In August 2019, Gabby Sariñana was a happy, active 2-year-old. Her family and friends describe Gabby as fearless, gregarious, determined and zealous. One day her mom, Valerie, noticed a lump during a routine diaper change. After several days spent at Children’s Hospital in Wisconsin, Valerie and her husband Antonio learned what they were battling: an Ewing sarcoma-family tumor. There was a long road ahead and this is where Gabby’s fearlessness and determination would be most beneficial.
Gabby had to undergo multiple surgeries and 14 rounds of intense, high-dose chemotherapy, which would begin immediately. While other toddlers were pedaling tricycles around their neighborhoods, Gabby would be running around the halls of the hospital for the next year of her life. When patients with a medical port spike a fever, they have to be rushed to the Emergency Room to be assessed and rule out infections. Gabby’s temperature reached a fever between EVERY round of chemotherapy, which meant she had to be rushed to the E.R. and then admitted to the hospital to be monitored. That meant more than 14 additional, frantic hauls to CHW for Gabby and her parents.
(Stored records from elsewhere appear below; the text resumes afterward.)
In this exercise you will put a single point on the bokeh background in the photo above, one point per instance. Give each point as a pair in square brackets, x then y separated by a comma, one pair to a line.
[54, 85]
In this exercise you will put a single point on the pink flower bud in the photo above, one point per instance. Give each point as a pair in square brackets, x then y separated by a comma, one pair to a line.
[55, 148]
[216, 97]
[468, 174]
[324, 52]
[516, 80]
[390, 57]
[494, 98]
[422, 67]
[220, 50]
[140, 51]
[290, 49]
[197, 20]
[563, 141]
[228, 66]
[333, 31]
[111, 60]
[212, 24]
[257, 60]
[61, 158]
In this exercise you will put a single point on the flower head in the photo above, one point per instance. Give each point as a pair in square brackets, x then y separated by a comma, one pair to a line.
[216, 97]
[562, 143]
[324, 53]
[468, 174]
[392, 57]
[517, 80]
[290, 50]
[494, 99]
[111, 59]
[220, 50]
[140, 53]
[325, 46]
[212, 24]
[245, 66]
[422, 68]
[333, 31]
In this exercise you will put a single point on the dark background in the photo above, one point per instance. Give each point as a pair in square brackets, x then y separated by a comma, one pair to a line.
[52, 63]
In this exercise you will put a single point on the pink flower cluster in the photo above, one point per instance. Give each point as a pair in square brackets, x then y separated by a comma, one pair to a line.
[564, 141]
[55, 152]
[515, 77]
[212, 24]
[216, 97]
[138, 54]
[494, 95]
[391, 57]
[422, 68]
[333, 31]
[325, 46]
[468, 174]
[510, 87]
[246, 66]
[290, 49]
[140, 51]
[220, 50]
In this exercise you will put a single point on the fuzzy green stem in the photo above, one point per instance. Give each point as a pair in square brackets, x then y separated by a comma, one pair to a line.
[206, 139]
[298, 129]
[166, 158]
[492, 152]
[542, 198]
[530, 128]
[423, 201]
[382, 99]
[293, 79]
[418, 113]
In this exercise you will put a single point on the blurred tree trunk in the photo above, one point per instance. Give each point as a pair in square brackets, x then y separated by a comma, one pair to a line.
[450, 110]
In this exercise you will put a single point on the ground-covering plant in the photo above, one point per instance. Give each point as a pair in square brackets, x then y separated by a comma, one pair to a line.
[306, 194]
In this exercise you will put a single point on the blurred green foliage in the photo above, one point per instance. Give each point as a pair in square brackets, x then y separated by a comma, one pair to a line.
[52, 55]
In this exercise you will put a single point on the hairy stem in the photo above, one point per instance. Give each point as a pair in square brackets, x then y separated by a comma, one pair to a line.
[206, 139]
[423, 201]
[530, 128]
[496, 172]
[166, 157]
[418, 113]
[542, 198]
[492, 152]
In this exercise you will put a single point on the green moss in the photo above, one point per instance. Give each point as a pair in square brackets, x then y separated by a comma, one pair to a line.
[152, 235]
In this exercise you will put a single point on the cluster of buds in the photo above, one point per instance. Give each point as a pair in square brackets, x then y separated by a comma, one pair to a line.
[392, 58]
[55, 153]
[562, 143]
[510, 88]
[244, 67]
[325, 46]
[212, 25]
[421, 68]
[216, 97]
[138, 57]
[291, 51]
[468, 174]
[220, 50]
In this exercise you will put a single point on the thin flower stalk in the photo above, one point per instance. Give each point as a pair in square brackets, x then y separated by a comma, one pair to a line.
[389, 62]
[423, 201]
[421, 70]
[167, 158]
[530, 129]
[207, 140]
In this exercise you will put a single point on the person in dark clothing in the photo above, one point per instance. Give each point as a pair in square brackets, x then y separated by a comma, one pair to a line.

It was a trying time for the family but they persevered. Today Gabby is officially in remission from Ewing and happily attending preschool with her peers. She is a tiny force of positivity in her family and community. Gabby’s family has been searching for answers. They are hopeful that someday children like Gabby won’t be subjected to decades-old chemotherapy drugs. These drugs are so harsh that they nearly end children’s lives in an effort to save them. Her family hopes that someday there will be maintenance therapies for children with these aggressive cancers that are so prone to relapse.
Their search for answers lead them to Dr. Charles Keller and cc-TDI, where they found a team who is hungry for those same answers. They share a passion for altering the course of treatment for kids like Gabby. And cc-TDI is currently in the midst of a project that could potentially do just that. They are exploring a gene that is involved in the development of many sarcomas. To advance this project to the next step, the lab at cc-TDI was missing a crucial piece of equipment. An affinity-testing instrument known as a Surface Plasmon Resonance machine. In short, this instrument will ensure that the drug being tested will bind its protein. This step means everything: the tighter the binding, the better the drug! So Gabby’s grandparents, Bob and Linda Zimbal, (who herself is a cancer survivor) decided to step up to the plate to donate the $45,000 needed to purchase this equipment. The generosity of Gabby’s family will impact children everywhere who battle Ewing and other aggressive sarcomas.
There is such a need for improvement in this area and the Zimbal and Sariñana families are addressing that need head-on. We can never repay this generosity but it will pay dividends in lives affected. Thank you!
The drug engine will be up and running in the lab in the near future and we will be sure and update Gabby’s family as well as our community with the progress being made.